Majka Jeżowska w szpitalu
Majka Jeżowska poinformowała o swoim stanie zdrowia. Kilka dni temu w mediach zaczęły pojawiać się pierwsze wiadomości sugerujące pobyt 61-letniej wokalistki w szpitalu. Niedługo później artystka potwierdziła te doniesienia, publikując 1 kwietnia długi post w mediach społecznościowych.
Drodzy moi, to nie jest Prima Aprilis, bo ze zdrowia nie wolno żartować. Tak, wylądowałam w szpitalu na badaniach diagnostycznych, od miesięcy czułam się zmęczona. Jak żartuje moja rodzina - każda prawdziwa gwiazda rock@rolla ma przetaczaną krew. Całkiem poważnie, nie martwcie się, jestem pod opieką lekarzy i szukamy przyczyn złych wyników krwi (…).
Teraz Majka Jeżowska wyznała, że wróciła do domu i podziękowała za wsparcie płynące od fanów w ostatnim czasie.
Dziękuję wszystkim za życzenia zdrowia, z Waszą życzliwością już wracam do formy! Pozdrawiam wszystkich bardzo serdecznie z korytarza szpitalnego. Za chwilę wychodzę!!!! (…) – relacjonowała w pierwszą sobotę kwietnia.

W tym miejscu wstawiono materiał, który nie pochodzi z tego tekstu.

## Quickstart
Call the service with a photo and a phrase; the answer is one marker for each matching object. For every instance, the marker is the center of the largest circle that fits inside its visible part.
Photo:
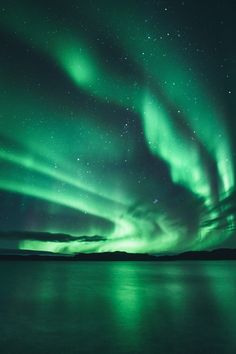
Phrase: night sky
(117, 125)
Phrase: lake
(118, 307)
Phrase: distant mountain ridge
(217, 254)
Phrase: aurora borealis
(117, 125)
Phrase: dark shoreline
(218, 254)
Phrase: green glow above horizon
(97, 157)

Maja Jeżowska o swoim stanie zdrowia na Instagramie
W swoich dalszych słowach Majka Jeżowska wyraziła wdzięczność za wiele ciepłych słów skierowanych w jej stronę, a także zachęciła do obejrzenia jej najnowszego teledysku:
(…) Dziękuję za wszystkie wiadomości i telefony i komentarze pod moim nowym teledyskiem „Nie wciągaj mnie”. Leżąc w szpitalnym łóżku ( niezbyt wygodnym), podnosiło mnie to na duchu (…).

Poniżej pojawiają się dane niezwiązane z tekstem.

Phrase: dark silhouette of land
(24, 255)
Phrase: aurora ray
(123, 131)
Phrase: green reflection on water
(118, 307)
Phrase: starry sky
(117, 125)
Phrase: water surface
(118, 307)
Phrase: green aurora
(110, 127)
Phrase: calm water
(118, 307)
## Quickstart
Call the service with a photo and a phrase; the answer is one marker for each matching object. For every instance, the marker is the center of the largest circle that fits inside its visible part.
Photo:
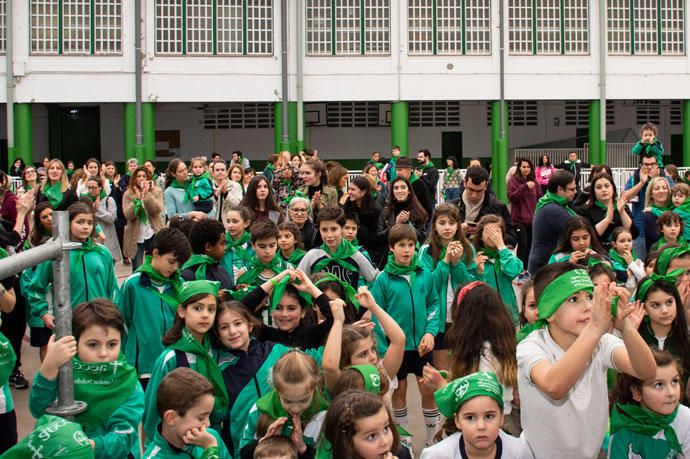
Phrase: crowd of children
(232, 340)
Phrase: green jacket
(147, 318)
(414, 308)
(92, 277)
(502, 281)
(444, 274)
(118, 437)
(159, 448)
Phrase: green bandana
(197, 287)
(349, 290)
(205, 365)
(555, 294)
(344, 251)
(53, 193)
(397, 269)
(201, 261)
(665, 257)
(53, 437)
(372, 378)
(174, 281)
(104, 386)
(645, 422)
(550, 197)
(453, 395)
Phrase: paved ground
(30, 365)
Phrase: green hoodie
(117, 437)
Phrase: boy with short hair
(406, 291)
(207, 238)
(337, 255)
(184, 402)
(102, 379)
(149, 298)
(563, 361)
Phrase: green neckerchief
(344, 251)
(393, 267)
(104, 386)
(617, 261)
(271, 406)
(550, 197)
(205, 365)
(174, 281)
(203, 261)
(139, 210)
(645, 422)
(53, 193)
(554, 295)
(255, 267)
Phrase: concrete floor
(31, 363)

Klip do utworu zatytułowanego: „Nie wciągaj mnie” pojawił się w sieci 31 marca.
Długo nie pokazywałam światu mojej nowej muzyki, nie chcę już czekać, bo nie wiem, co przyniesie nam los jutro, pojutrze. Wierzę w moc muzyki i słów, w przekaz mojej nowej piosenki. Dziękuję wszystkim dziewczynom za talent i zaangażowanie. Kobiety zmieniają świat każdego dnia (…) – brzmi zamieszczony pod nim opis.

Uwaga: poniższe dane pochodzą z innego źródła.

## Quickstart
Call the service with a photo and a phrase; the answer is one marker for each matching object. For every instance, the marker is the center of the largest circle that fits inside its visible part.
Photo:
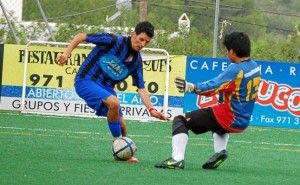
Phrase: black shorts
(203, 120)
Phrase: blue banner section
(278, 101)
(71, 95)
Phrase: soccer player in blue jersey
(237, 87)
(113, 59)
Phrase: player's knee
(113, 103)
(179, 125)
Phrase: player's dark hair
(145, 27)
(239, 42)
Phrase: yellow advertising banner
(50, 87)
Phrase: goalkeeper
(237, 87)
(113, 59)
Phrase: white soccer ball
(123, 148)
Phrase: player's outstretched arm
(184, 86)
(145, 98)
(63, 58)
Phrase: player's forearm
(145, 98)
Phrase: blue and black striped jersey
(111, 61)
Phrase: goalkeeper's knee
(115, 128)
(179, 125)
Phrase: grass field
(37, 149)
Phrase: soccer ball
(123, 148)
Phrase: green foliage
(273, 35)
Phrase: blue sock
(115, 128)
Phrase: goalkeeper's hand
(184, 86)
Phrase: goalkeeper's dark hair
(145, 27)
(239, 42)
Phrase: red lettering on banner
(281, 96)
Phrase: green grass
(37, 149)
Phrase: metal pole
(143, 10)
(9, 24)
(216, 28)
(45, 19)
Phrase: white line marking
(145, 136)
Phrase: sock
(220, 141)
(179, 142)
(115, 128)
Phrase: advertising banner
(278, 100)
(50, 87)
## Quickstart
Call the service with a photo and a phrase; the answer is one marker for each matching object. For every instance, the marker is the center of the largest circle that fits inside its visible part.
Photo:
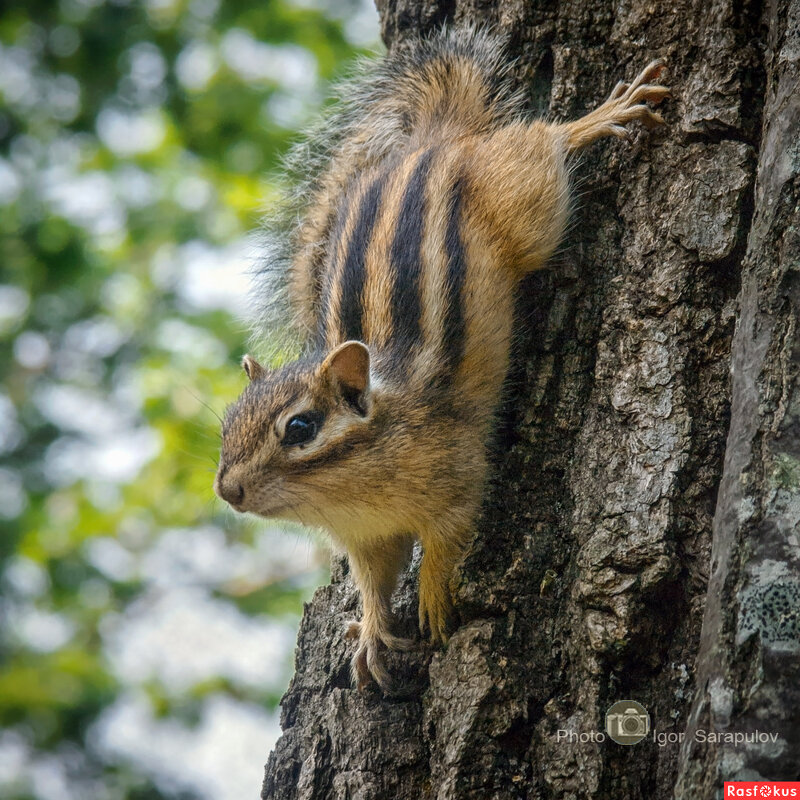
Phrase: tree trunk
(587, 580)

Pod najnowszym postem Majki Jeżowskiej zaroiło się od komentarzy, w których internauci zarówno chwalili wspomniany teledysk, jak i niezmiennie życzyli wokalistce szybkiego powrotu do pełni sił:
Pani Majko, ten projekt to wspaniała przygoda! (…).
Zdrówka, bo to najważniejsze.
Trzymaj się!
My także dołączamy się do tych słów!